The key word there was predictable.

Case looked up at the starless night sky—so black, so empty, so utterly alien—and found himself shivering. What did a Terran seedship do when it had surveyed a thousand systems—perhaps tens of thousands—and still it had found no hospitable world for its charges? Would there come a time when its microchips would begin to wear, when its own mechanical senility would force it to make one less than ideal choice? Or was all this the fault of the programmers, who had never foreseen that a ship might wander so far, for so long, without success? Go outward, they had directed it, survey each planet you come across, and if it does not suit your purpose, then refuel and go outward farther still.

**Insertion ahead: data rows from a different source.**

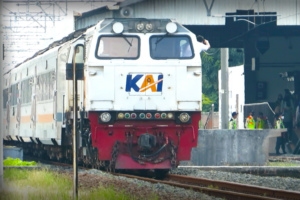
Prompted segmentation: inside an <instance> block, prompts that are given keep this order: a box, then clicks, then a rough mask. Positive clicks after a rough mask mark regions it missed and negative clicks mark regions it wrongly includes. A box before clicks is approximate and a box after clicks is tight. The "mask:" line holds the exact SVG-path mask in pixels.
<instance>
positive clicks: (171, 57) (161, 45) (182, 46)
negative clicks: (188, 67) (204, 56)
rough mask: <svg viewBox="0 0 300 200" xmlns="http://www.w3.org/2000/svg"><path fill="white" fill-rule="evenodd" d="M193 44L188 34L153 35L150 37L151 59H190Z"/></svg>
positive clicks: (193, 55) (150, 50)
mask: <svg viewBox="0 0 300 200" xmlns="http://www.w3.org/2000/svg"><path fill="white" fill-rule="evenodd" d="M193 52H194V51H193V46H192V42H191V39H190V37H189V36H172V35H155V36H152V37H150V55H151V57H152V58H153V59H192V58H193V57H194V53H193Z"/></svg>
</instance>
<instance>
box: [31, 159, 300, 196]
mask: <svg viewBox="0 0 300 200" xmlns="http://www.w3.org/2000/svg"><path fill="white" fill-rule="evenodd" d="M35 159H36V158H35ZM38 161H40V162H44V163H47V164H53V165H59V166H66V167H72V165H70V164H65V163H59V162H52V161H48V160H40V159H38ZM80 168H81V169H87V170H88V169H90V168H86V167H80ZM113 174H114V175H116V176H123V177H127V178H135V179H138V180H143V181H147V182H151V183H161V184H167V185H171V186H174V187H180V188H184V189H192V190H194V191H198V192H202V193H205V194H207V195H209V196H215V197H220V198H224V199H226V200H236V199H239V200H256V199H257V200H271V199H272V200H274V199H284V200H300V193H299V192H294V191H286V190H278V189H273V188H266V187H258V186H253V185H245V184H239V183H232V182H226V181H216V180H210V179H204V178H194V177H189V176H181V175H174V174H168V175H166V177H165V178H164V180H157V179H153V178H146V177H141V176H136V175H128V174H120V173H113Z"/></svg>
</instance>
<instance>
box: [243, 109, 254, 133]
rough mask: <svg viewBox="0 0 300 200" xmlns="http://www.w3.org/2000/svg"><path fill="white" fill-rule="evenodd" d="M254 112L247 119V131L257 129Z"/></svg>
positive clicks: (246, 122) (249, 113)
mask: <svg viewBox="0 0 300 200" xmlns="http://www.w3.org/2000/svg"><path fill="white" fill-rule="evenodd" d="M253 115H254V110H252V111H251V112H250V113H249V117H247V119H246V123H245V128H246V129H255V119H254V117H253Z"/></svg>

He thought of Erna’s midnight sky, so eerie in its utter starlessness. What was a program like that supposed to do when it ran out of options? When the next move would take it beyond the borders of the galaxy, into regions so utterly desolate that it might drift forever without finding another sun, another source of fuel? Was it supposed to leap blindly into that void, its circuits undisturbed by the prospect of eternal solitude? Or would it instead survey its last available option again and again, time after time, until at last its circuits had managed whatever convolution of logic was required to determine that the last choice was indeed acceptable, by the terms of its desperation? So that there, tens of thousands of light-years from Earth, separated by a multimillenial gap in communication, the four thousand colonists might be awakened at last.

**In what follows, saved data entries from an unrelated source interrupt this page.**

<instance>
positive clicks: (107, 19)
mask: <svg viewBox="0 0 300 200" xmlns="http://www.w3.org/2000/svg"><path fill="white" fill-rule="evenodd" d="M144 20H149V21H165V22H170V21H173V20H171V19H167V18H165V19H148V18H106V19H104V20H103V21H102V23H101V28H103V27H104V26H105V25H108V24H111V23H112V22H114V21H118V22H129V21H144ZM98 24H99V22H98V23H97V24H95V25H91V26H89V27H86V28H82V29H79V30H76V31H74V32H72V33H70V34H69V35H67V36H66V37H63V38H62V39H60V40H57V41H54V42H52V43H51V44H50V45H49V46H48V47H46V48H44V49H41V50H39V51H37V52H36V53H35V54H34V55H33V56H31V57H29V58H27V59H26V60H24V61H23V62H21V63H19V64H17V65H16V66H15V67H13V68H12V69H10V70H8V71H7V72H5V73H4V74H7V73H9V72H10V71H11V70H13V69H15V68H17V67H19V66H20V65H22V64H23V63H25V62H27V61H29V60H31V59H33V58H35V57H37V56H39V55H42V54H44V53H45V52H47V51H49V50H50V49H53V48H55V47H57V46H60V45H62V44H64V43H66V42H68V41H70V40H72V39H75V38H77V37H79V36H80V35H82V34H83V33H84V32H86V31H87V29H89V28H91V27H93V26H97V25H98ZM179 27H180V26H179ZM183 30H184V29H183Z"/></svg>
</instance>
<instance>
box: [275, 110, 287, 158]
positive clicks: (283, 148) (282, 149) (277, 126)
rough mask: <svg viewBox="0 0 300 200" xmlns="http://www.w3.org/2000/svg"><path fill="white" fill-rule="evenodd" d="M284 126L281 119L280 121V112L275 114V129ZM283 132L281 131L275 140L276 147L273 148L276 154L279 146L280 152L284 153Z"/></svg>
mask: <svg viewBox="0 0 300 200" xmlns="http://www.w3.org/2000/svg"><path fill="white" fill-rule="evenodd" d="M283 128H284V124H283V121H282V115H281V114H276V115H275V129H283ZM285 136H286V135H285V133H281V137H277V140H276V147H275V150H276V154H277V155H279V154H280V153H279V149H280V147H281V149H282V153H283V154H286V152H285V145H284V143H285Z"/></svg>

We’ll never know, Commander Case thought grimly. The bulk of the seedship was high above them now, circling the tormented planet like an errant moon. They had brought all the data down with them, each nanosecond’s record of the ninety-year survey—and he had studied it so often that sometimes it seemed he knew each byte of it by heart. To what end? Even if he could find some hint of danger in the seedship’s study, what good would it do them now? They couldn’t go back. They couldn’t get help. This far out in the galaxy they couldn’t even get advice from home. The seedship’s programmers were long since dead, as was the culture that had nurtured them. Communication with Earth would mean waiting more than forty thousand years for an answer—and that was if Earth was there to respond, and if it would bother. What had the mother planet become, in the millennia it had taken this seedship to find a home? The temporal gulf was almost too vast, too awesome to contemplate. And it didn’t really matter, Case told himself grimly. The act that they were alone here, absolutely and forever, was all that counted. As far as this colony was concerned, there was no Earth.

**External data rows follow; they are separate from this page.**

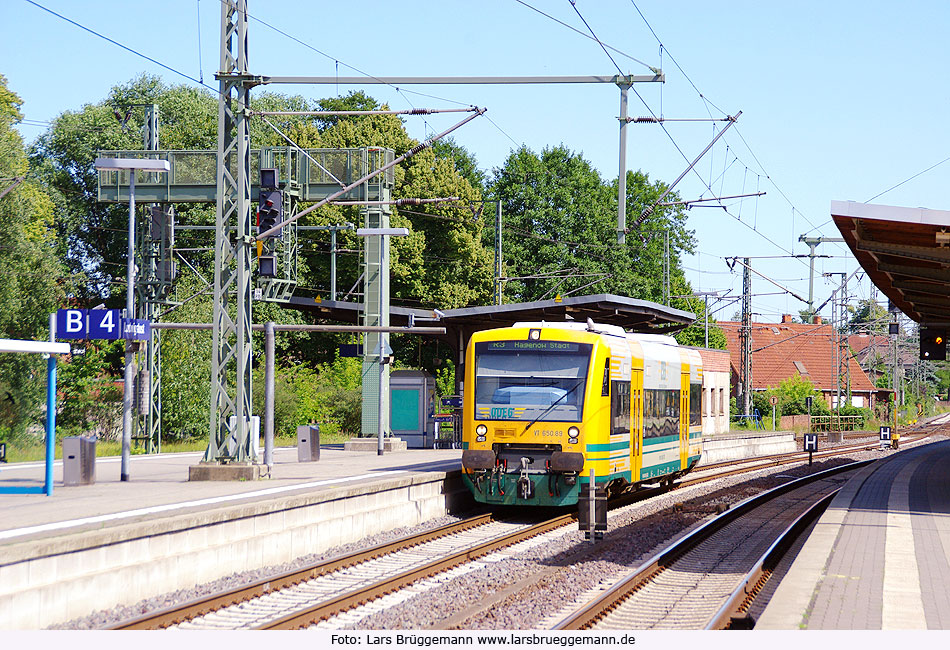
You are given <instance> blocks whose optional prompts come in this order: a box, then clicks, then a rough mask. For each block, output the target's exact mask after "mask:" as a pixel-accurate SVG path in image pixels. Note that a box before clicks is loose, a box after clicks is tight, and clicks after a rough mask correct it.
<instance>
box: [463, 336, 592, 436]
mask: <svg viewBox="0 0 950 650" xmlns="http://www.w3.org/2000/svg"><path fill="white" fill-rule="evenodd" d="M591 348H592V346H591V345H590V344H589V343H569V342H566V341H489V342H484V343H476V345H475V418H476V419H492V420H496V419H505V420H523V421H528V422H531V421H535V420H537V421H564V422H580V421H581V420H582V419H583V408H584V394H585V392H586V385H587V384H586V382H587V376H588V375H587V373H588V365H589V364H590V356H591ZM592 375H593V373H592ZM593 376H596V375H593ZM592 378H593V377H592Z"/></svg>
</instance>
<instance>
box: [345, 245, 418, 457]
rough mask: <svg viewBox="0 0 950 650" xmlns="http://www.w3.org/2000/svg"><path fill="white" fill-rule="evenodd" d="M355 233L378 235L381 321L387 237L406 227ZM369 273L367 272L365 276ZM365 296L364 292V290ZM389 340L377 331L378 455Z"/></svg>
mask: <svg viewBox="0 0 950 650" xmlns="http://www.w3.org/2000/svg"><path fill="white" fill-rule="evenodd" d="M356 234H357V236H359V237H379V280H378V282H379V290H378V291H377V292H376V294H377V296H378V298H379V319H380V322H382V319H383V311H384V309H385V310H387V311H388V310H389V294H387V295H386V300H385V301H384V300H383V277H384V274H385V276H386V277H388V276H389V266H388V265H387V266H386V268H385V269H384V268H383V262H384V261H387V262H388V261H389V258H388V257H387V256H386V255H385V250H386V241H387V239H388V238H389V237H405V236H407V235H408V234H409V229H408V228H357V229H356ZM368 275H369V273H367V276H368ZM364 296H365V292H364ZM364 308H365V298H364ZM388 346H389V342H388V338H387V336H386V334H385V333H384V332H380V333H379V351H378V353H379V402H378V404H379V406H378V409H377V412H376V422H377V425H376V426H377V429H376V438H377V439H376V454H377V455H379V456H382V455H383V447H384V445H383V434H384V431H383V403H384V402H383V399H384V396H383V373H384V370H385V367H386V364H385V359H386V357H387V356H388V354H389V353H390V352H391V351H392V350H387V349H386V348H388Z"/></svg>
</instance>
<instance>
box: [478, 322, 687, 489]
mask: <svg viewBox="0 0 950 650" xmlns="http://www.w3.org/2000/svg"><path fill="white" fill-rule="evenodd" d="M702 376H703V370H702V360H701V358H700V356H699V353H698V352H697V351H696V350H693V349H689V348H684V347H680V346H679V345H677V343H676V341H675V339H673V338H672V337H669V336H661V335H656V334H628V333H626V332H625V331H624V330H623V329H622V328H620V327H617V326H615V325H598V324H595V323H593V322H591V321H590V320H588V321H587V324H582V323H575V322H565V323H546V322H540V323H516V324H515V325H514V326H512V327H506V328H500V329H493V330H485V331H481V332H478V333H476V334H475V335H474V336H473V337H472V339H471V342H470V343H469V345H468V349H467V351H466V357H465V379H464V384H463V396H464V401H463V412H462V422H463V424H462V449H463V451H462V471H463V478H464V481H465V483H466V484H467V486H468V487H469V489H470V490H471V491H472V494H473V495H474V496H475V499H476V500H477V501H480V502H482V503H488V504H496V505H539V506H560V505H573V504H576V503H577V500H578V494H579V492H580V491H581V490H586V489H587V485H588V484H589V482H590V470H591V469H593V470H594V477H595V479H594V480H595V482H596V484H597V485H598V486H604V487H606V488H607V490H608V494H617V493H620V492H624V491H627V490H631V489H636V488H638V487H639V486H640V485H641V484H643V483H657V482H663V481H669V482H671V481H672V480H673V479H674V478H676V477H677V476H680V475H682V474H684V473H686V472H688V471H689V470H690V469H692V468H693V467H694V466H695V465H696V463H697V462H698V461H699V457H700V454H701V453H702V410H701V407H702Z"/></svg>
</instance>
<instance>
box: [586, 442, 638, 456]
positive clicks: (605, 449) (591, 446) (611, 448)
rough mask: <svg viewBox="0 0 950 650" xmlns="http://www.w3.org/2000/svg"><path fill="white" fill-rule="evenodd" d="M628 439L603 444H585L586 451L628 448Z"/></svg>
mask: <svg viewBox="0 0 950 650" xmlns="http://www.w3.org/2000/svg"><path fill="white" fill-rule="evenodd" d="M629 448H630V441H629V440H622V441H621V442H609V443H605V444H597V445H587V453H592V452H599V451H619V450H621V449H629Z"/></svg>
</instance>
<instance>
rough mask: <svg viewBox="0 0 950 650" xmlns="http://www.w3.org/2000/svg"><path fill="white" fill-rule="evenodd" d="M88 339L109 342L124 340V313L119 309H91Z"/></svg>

He shifted uncomfortably in his mossy trench, all too aware of the darkness that was gathering around him. It was a thick darkness, cold and ominous, as unlike the darknesses of Earth as this new sun’s cold light was unlike the warm splendor of Sol. For a moment homesickness filled him, made doubly powerful by the fact that home as he knew it no longer existed. The colonists had made their commitment to Eden only to find that it had a serpent’s soul, but there was no escaping it now. Not with the figures for coldsleep mortality in excess of 86% for second immersion.

He heard a rustling beside him and stiffened; his left hand moved for his weapon, even as he imagined all the sorts of winged nightmares that might even now be descending on him. But it was only Lise, come to join him. He nodded a greeting and scrunched to one side, making room for her to crawl forward. There was barely room for both of them in the shallow gully.